Este ano, os pesquisadores em economia dos oitos países da União Económica e Monetária Oeste Africana podem escrever e concorrer com os seus textos em português, francês ou inglês, sendo uma das inovações e o reforço das ações de comunicação sobre o prémio do prémio.
Falando no ato, o conselheiro da directora nacional do BCEAO lembrou que o PAF visa promover e reforçar a investigação nos Estados-membros da UEMOA, incentivando o surgimento de trabalhos de elevada qualidade sobre a formulação e implementação de politicas económicas pertinentes para o desenvolvimento dos países da União.
Segundo Cheick Tidiane Sall, constitui, igualmente, um mecanismo de incentivo à excelência entre investigadores, contribuindo para o fortalecimento da produção científica no seio da organização sub-regional.
Em relação a recompensas e vantagens, disse que o vencedor receberá um montante financeiro de 10 milhões de francos CFA, uma estadia de investigação remunerada no BCEAO, com a duração de um ano, bem como a publicação do estudo premiado na Revista Económica e Monetária (REM). “Adicionalmente, será atribuído um prémio de incentivo no valor de cinco milhões de francos ao autor do segundo melhor artigo, o qual será igualmente publicado na REM. Este beneficiará também de uma estadia de investigação no BCEAO nas mesmas condições que o laureado”.

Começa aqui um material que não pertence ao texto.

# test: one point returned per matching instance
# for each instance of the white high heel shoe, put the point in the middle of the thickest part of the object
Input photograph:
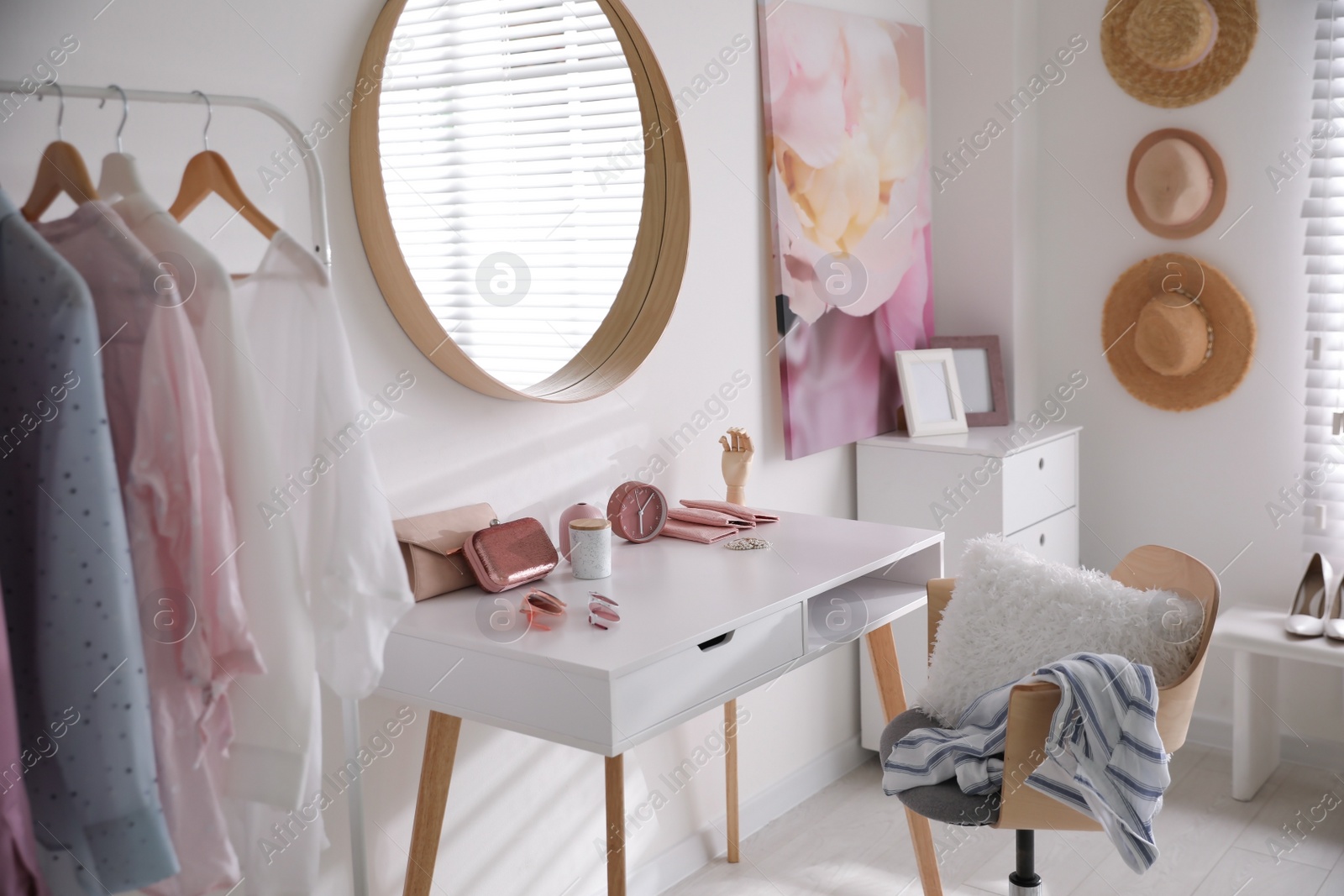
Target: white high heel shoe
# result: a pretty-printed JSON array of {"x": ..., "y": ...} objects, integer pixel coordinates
[
  {"x": 1304, "y": 620},
  {"x": 1335, "y": 618}
]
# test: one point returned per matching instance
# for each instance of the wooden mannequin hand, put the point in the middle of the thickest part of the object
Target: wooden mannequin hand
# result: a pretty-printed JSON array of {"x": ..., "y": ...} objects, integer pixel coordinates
[{"x": 737, "y": 463}]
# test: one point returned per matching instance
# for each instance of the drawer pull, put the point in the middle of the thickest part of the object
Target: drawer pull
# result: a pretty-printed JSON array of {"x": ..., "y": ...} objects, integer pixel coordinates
[{"x": 717, "y": 641}]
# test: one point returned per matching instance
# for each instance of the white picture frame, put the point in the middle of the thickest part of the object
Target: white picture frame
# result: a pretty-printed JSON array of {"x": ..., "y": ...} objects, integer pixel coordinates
[{"x": 931, "y": 391}]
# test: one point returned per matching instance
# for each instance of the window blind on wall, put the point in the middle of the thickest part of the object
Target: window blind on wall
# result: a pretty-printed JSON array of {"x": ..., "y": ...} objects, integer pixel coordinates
[
  {"x": 1323, "y": 503},
  {"x": 512, "y": 127}
]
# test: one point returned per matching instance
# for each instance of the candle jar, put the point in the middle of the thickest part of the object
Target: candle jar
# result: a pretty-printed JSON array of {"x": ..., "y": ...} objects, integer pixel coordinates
[
  {"x": 591, "y": 548},
  {"x": 581, "y": 511}
]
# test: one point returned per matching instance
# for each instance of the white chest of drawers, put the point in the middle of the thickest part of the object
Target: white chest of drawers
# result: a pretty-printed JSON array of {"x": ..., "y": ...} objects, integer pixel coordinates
[{"x": 1014, "y": 479}]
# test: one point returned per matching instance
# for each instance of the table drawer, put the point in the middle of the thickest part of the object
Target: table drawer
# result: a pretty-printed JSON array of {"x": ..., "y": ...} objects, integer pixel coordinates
[
  {"x": 1039, "y": 483},
  {"x": 1054, "y": 539},
  {"x": 662, "y": 689}
]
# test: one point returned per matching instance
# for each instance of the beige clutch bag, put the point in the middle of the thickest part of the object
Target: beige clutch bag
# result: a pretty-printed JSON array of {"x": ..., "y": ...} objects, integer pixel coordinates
[{"x": 432, "y": 547}]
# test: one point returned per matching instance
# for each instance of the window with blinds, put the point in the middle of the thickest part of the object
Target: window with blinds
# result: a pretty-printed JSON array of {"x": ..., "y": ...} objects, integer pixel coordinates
[
  {"x": 512, "y": 156},
  {"x": 1323, "y": 510}
]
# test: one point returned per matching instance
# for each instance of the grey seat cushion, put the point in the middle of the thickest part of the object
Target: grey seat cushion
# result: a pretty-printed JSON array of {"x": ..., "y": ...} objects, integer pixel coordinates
[{"x": 942, "y": 801}]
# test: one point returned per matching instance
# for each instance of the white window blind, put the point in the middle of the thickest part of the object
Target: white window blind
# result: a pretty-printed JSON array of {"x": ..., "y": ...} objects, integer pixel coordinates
[
  {"x": 1323, "y": 508},
  {"x": 512, "y": 127}
]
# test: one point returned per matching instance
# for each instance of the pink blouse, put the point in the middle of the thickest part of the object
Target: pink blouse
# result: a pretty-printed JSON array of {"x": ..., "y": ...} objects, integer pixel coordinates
[{"x": 181, "y": 530}]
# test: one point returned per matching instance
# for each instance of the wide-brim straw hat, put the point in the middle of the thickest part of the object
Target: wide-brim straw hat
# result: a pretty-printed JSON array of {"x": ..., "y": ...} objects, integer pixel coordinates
[
  {"x": 1176, "y": 53},
  {"x": 1178, "y": 333},
  {"x": 1176, "y": 184}
]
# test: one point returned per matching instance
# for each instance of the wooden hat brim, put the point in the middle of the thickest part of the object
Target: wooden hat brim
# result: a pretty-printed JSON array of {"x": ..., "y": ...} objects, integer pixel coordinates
[
  {"x": 1234, "y": 338},
  {"x": 1236, "y": 27},
  {"x": 1215, "y": 202}
]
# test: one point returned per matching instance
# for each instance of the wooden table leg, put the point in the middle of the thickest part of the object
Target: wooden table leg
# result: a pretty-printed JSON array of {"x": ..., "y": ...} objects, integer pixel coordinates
[
  {"x": 1256, "y": 735},
  {"x": 436, "y": 773},
  {"x": 886, "y": 669},
  {"x": 616, "y": 826},
  {"x": 730, "y": 773}
]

Por outro lado, Tidiane Sall afirmou que, à semelhança de qualquer banco central moderno, preocupado em implementar uma política monetária eficaz, o BCEAO sempre atribuiu um interesse estratégico à investigação.
Figura emblemática

Na sua intervenção, o diretor-geral interino do Instituto Nacional de Estudos e Pesquisas (INEP), anfitrião da cerimónia, considerou que a apresentação desse prémio na Guiné-Bissau traduz a vontade de promover o conhecimento, a investigação e a inovação no seio do espaço académico.

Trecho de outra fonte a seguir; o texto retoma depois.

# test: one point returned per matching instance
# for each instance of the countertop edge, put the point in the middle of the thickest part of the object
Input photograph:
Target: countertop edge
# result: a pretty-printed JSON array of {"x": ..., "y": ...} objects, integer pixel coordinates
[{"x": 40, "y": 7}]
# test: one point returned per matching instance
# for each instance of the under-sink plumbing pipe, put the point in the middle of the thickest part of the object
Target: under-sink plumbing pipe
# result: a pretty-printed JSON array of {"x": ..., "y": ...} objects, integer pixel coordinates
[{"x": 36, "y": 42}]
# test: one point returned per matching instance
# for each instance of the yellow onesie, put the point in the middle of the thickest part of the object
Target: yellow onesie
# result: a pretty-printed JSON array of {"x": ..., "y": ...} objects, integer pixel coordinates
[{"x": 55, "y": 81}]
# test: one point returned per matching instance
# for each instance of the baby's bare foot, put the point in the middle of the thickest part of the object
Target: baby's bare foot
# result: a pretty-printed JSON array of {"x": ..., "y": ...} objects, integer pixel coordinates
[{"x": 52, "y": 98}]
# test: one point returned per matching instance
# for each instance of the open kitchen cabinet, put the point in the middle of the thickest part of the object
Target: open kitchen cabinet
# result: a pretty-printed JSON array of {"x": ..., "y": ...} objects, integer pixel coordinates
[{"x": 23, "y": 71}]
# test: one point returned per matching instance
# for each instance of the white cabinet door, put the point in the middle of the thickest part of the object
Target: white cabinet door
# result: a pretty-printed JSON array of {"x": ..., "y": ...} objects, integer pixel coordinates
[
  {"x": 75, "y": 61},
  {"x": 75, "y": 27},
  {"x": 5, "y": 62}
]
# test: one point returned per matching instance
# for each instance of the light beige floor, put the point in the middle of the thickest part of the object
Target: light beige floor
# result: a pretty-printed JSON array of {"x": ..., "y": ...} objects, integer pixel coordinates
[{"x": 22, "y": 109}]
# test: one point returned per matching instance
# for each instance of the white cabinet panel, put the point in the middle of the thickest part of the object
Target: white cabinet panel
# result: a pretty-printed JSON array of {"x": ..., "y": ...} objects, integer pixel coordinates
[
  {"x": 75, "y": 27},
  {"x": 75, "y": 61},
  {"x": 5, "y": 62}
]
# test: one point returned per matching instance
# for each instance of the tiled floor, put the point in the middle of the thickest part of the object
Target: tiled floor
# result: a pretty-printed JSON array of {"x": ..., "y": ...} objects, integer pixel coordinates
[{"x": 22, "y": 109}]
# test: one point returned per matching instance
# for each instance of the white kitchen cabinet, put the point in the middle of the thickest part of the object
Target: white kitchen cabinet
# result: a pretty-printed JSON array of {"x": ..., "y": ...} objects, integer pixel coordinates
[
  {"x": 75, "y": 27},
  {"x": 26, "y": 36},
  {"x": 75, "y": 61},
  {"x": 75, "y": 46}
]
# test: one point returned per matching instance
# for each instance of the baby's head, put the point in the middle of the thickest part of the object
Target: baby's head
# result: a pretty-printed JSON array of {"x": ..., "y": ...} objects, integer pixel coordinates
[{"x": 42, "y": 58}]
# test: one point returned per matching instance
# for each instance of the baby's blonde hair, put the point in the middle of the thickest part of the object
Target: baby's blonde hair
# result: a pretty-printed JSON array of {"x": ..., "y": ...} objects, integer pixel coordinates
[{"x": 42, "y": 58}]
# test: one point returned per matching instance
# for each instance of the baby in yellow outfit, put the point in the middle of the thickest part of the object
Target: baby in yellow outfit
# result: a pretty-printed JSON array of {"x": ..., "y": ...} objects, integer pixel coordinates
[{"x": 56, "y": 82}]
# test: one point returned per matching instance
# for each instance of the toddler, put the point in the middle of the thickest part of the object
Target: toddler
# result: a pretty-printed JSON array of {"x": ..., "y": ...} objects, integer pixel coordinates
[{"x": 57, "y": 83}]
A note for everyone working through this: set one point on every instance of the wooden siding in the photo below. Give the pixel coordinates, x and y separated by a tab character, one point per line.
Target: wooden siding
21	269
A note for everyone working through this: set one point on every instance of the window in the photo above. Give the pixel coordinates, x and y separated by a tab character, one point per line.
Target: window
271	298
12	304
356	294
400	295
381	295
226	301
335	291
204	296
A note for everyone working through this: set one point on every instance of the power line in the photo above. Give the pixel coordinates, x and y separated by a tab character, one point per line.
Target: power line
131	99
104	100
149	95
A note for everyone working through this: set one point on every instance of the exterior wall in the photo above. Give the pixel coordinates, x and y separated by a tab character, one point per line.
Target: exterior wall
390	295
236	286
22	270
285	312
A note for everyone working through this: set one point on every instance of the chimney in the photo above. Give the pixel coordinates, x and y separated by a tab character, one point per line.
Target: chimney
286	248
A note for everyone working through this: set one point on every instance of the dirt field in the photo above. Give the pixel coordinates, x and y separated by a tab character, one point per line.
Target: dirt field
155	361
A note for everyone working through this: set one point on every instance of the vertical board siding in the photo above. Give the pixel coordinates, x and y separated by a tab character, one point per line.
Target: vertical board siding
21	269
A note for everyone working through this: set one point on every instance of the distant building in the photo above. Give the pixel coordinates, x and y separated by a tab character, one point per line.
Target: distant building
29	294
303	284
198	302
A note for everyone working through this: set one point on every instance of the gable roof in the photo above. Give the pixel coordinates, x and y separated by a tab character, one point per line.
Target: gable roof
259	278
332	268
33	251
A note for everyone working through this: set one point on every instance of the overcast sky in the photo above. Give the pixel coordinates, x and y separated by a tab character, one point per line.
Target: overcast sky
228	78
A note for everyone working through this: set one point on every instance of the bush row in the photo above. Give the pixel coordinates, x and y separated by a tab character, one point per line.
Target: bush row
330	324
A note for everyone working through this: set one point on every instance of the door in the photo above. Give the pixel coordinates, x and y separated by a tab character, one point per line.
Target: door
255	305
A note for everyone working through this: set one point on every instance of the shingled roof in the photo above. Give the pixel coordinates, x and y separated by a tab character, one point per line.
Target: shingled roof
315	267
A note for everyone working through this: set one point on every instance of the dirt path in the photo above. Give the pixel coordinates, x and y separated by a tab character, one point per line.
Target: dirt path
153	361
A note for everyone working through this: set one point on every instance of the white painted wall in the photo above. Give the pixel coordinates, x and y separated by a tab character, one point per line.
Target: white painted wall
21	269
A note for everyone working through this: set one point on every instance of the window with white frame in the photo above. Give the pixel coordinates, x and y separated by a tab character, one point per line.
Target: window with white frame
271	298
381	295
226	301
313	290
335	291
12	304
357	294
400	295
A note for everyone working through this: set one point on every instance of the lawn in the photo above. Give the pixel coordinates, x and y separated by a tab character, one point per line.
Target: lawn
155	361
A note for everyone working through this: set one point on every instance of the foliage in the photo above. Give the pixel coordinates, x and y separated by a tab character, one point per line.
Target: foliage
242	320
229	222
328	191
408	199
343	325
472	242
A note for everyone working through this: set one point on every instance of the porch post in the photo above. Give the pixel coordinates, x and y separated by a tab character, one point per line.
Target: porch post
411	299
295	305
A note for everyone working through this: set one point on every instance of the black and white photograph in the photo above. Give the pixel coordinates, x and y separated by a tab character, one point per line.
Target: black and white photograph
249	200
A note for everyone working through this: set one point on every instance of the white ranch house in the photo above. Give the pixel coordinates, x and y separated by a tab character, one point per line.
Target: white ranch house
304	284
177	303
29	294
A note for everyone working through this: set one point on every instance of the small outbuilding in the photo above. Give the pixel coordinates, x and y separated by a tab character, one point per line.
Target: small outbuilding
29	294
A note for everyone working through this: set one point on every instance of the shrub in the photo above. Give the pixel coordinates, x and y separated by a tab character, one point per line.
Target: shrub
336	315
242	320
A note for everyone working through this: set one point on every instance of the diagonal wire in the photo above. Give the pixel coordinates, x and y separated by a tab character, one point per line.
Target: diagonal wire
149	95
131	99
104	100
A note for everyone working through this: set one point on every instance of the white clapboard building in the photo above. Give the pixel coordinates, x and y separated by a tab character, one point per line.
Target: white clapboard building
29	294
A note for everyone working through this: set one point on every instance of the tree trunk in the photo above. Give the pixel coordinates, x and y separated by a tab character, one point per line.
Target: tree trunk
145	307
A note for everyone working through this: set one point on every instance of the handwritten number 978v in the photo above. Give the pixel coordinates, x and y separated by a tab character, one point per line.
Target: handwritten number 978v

Daniel Cassamá adiantou que, simultaneamente, expressa a ambição de valorizar talentos, incentivar a excelência intelectual e apoiar contribuições que favoreçam o desenvolvimento das nossas economias e sociedades.
Disse que através desta iniciativa, o INEP reafirma o seu papel como espaço de produção de conhecimento, de reflexão crítica e de transformação social, acrescentando que a educação e a investigação constituem pilares fundamentais para enfrentar os desafios que se colocam à Guiné-Bissau e à região africana.
A seu ver, Abdoulaye Fadiga foi uma figura emblemática, cujo percurso e realizações continuam a inspirar gerações, pois o seu compromisso com o desenvolvimento económico, a sua dedicação à excelência e a sua visão para África “constituem um legado precioso” que este prémio pretende perpetuar.
O senegalês Abdoulaye FADIGA foi o primeiro governador africano do BCEAO, de 1975 a 1988, tendo durante o seu mandato conseguido a transferência para a África da sede do Banco Central (Dakar). Promoveu o recrutamento de executivos africanos e criou o Centro Oeste Africano de Formação e Estudos Bancários, em 1977, visando formar o pessoal bancário na região.